After Democrats held the edge on the fiscal cliff deal back in January, many on Capitol Hill seemed to expect that Republicans would quickly fold when budget cuts from the sequester started hitting home and hitting the headlines. But that certainly didn't happen in the recent battle over furloughs of air traffic controllers.
Instead of the GOP retreating, Republicans have held their ground on the sequester, making it seem like those automatic budget cuts won't just be wiped away by the Congress in coming months.
Instead of adding in extra money, Congress has given a number of agencies budget flexibility to deal with the automatic cuts, basically making that agency or department set their own priorities for what gets funded and what does not post-sequester.
The FAA situation is a perfect example. Republicans repeatedly charged that the FAA was sitting on all kinds of unused money which could easily be shifted into FAA accounts to avoid furloughs of air traffic controllers.
And the final legislation approved by Congress does exactly that, taking unspent money from "Grants-in-aid for airports" - basically an airport improvement fund, and shifting that to pay the air traffic controllers.
But the FAA fix got a big thumbs down from the President over the weekend, who labeled it a Band-Aid approach.
"It’s not a responsible way to govern," the President said in his Saturday address.
"There is only one way to truly fix the sequester: by replacing it before it causes further damage," Mr. Obama added.
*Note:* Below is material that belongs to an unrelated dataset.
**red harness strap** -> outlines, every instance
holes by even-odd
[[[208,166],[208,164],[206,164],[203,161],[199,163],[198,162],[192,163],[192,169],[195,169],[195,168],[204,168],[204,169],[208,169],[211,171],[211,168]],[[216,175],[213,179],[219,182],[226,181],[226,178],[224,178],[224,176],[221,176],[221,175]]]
But Republicans aren't in any hurry to replace the sequester with a combination of new tax increases and different budget cuts, the so-called "balanced" approach advocated by Democrats and the White House.
And that may mean a broader drive to give individual agencies budget flexibility to deal with the sequester, since GOP lawmakers aren't exactly ready to increase spending either.
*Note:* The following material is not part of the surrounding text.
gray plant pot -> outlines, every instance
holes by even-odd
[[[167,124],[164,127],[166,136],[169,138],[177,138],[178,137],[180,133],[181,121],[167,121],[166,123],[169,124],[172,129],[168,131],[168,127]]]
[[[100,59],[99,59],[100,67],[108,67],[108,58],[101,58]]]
Budget flexibility was already done at the TSA, the Justice Department, the FBI, the Border Patrol and more - as they moved money around to avoid furloughs.
Could that be the formula for the rest of the government?
One reminder about the President's call to do away with the $85 billion in sequester cuts - that plan is built into his budget.
And so, every federal agency has been on Capitol Hill in recent weeks for budget hearings, asking for a 2014 budget that assumes the automatic budget cuts go away.
"The entire President's budget is based on a premise that the sequester is resolved," said the FAA Administrator last week at a House hearing, "and we simply conform to that."
But many Republicans don't see that happening.
"It seems to me a pretty dangerous assumption to assume it's all going to go away," said Rep. Tom Cole (R-OK), at the same FAA hearing.
In other words, Republicans are sending the message that if you are planning on reverting back to pre-sequester funding levels for your agency, you probably should not.
So, what's next?
Maybe other bills to give budget flexibility to different departments and agencies?
Or maybe the Congress might actually get down in the weeds of the budget and start picking and choosing winners on their own.
But that would be a lot of work.
For now, the sequester is staying. How the Congress deals with it - and maybe more importantly - how the individual federal agencies and departments deal with it (across the board flexibility?), we'll see what happens in the weeks and months ahead.